Também é verdade que a região amazônica equivale à área total da Europa Ocidental, que somente no bioma amazônico 84% da floresta está intacta, abrigando a maior biodiversidade do planeta, e que em agosto o país teve uma redução de 32% no desmatamento em relação ao ao mesmo mês de 2020. Faltou mencionar que entre março e junho o desmatamento bateu recordes e que o resultado dos dois primeiros anos de governo foi dos piores da história para a floresta.
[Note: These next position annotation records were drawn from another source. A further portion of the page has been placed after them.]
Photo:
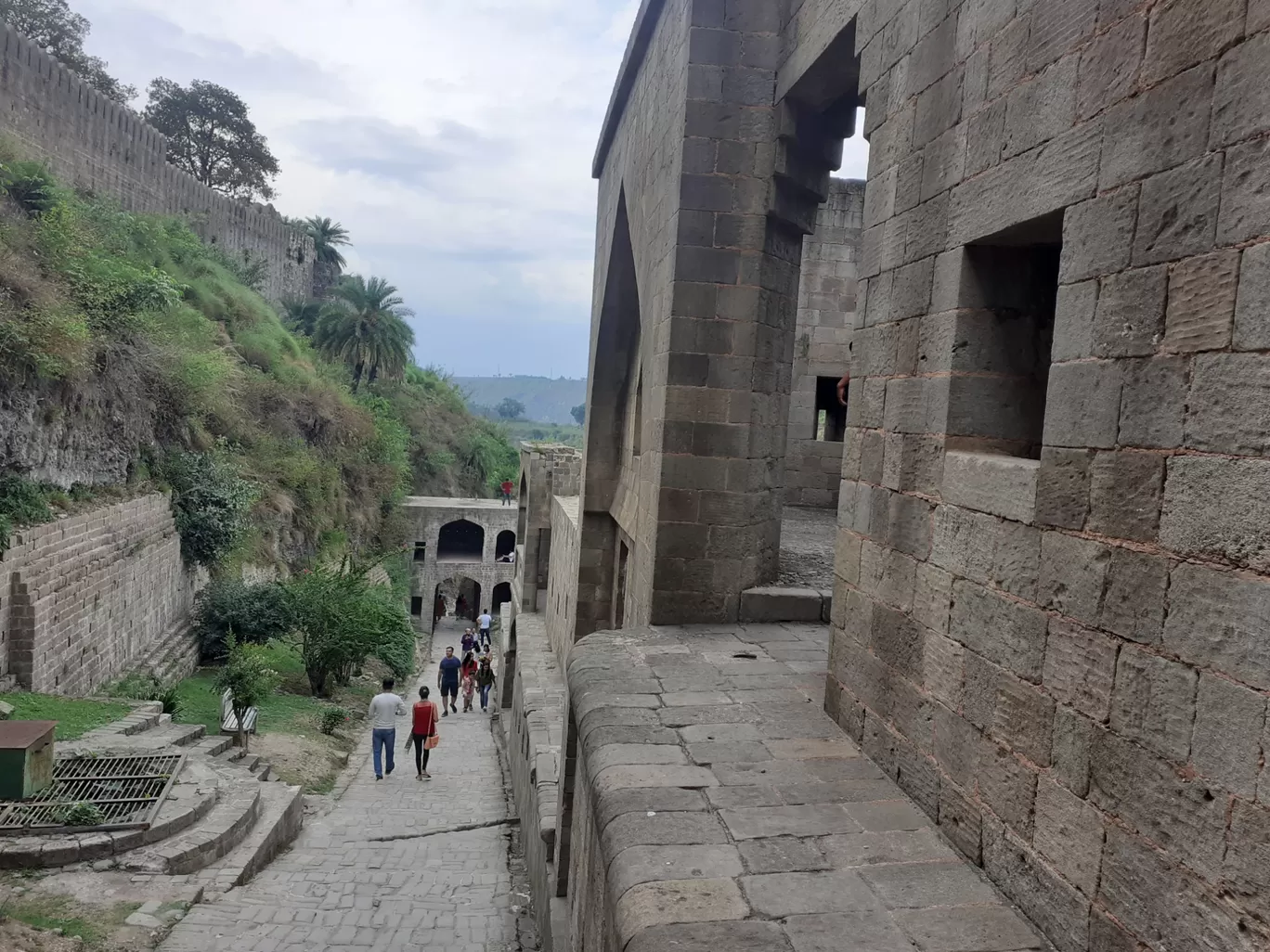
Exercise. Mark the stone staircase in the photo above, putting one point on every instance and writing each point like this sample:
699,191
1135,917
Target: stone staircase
224,820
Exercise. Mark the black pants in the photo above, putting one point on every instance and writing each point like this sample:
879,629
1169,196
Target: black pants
421,753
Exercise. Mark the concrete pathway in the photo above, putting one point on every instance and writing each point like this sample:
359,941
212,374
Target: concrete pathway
362,877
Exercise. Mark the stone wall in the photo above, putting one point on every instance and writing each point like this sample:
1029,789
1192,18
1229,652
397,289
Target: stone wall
822,345
103,148
86,596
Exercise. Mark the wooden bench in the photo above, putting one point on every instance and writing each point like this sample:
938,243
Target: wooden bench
228,723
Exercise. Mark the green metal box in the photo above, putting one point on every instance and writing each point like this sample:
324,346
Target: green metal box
26,758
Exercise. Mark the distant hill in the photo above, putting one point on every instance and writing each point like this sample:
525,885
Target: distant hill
545,399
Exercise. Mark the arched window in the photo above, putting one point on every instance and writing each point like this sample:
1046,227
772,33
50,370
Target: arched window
460,541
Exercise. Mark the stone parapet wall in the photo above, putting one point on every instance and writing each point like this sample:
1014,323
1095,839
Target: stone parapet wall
89,594
100,147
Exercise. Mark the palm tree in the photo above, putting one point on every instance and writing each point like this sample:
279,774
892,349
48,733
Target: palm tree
328,238
301,314
365,328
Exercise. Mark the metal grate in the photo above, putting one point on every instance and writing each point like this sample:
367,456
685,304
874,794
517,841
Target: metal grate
126,790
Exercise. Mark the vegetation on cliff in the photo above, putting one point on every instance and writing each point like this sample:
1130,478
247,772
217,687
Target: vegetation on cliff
90,292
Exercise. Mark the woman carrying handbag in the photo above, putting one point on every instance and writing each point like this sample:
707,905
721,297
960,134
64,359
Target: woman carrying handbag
423,734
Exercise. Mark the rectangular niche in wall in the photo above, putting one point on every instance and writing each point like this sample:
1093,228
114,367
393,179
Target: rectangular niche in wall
831,417
1004,334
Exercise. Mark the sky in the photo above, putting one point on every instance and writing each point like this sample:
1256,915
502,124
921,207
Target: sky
451,137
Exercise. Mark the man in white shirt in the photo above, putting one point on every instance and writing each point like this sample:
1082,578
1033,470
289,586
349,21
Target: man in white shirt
483,624
382,714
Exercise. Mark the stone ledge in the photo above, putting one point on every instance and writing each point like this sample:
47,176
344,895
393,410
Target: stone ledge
762,827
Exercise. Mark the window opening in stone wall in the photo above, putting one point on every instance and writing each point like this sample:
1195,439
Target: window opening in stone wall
504,546
460,541
1004,338
831,416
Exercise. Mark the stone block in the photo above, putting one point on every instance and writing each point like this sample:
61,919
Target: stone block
1153,702
1082,407
1063,486
1252,302
1069,834
1004,631
1131,314
1218,508
1072,575
1201,302
1184,817
1125,490
1073,737
1241,99
1245,193
1055,906
1159,128
1097,235
1003,485
1159,901
1153,406
1177,212
1080,668
1228,728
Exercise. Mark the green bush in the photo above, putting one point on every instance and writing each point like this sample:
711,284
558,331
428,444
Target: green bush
255,612
331,717
213,504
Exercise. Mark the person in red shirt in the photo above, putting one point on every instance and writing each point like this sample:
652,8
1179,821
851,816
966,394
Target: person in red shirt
423,727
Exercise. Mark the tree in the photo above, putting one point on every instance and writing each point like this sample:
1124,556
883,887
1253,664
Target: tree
510,409
328,238
51,26
247,678
211,137
365,328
O presidente disse também que, no seu governo, a corrupção acabou:
— Estamos há dois anos e oito meses sem qualquer caso concreto de corrupção— sentenciou.
Meia verdade. A CPI da Covid já dispõe de material suficiente para provar que houve tentativa escancarada de corrupção na compra de vacinas. É fato que o negócio não se concretizou porque as denúncias obrigaram o governo a romper contratos. Os filhos do presidente estão sendo investigados pelo esquema da rachadinha, que é um tipo de corrupção. Vá lá que não tenham sido atos praticados no Executivo, mas há uma extensa zona de sombra que envolve os negócios da família.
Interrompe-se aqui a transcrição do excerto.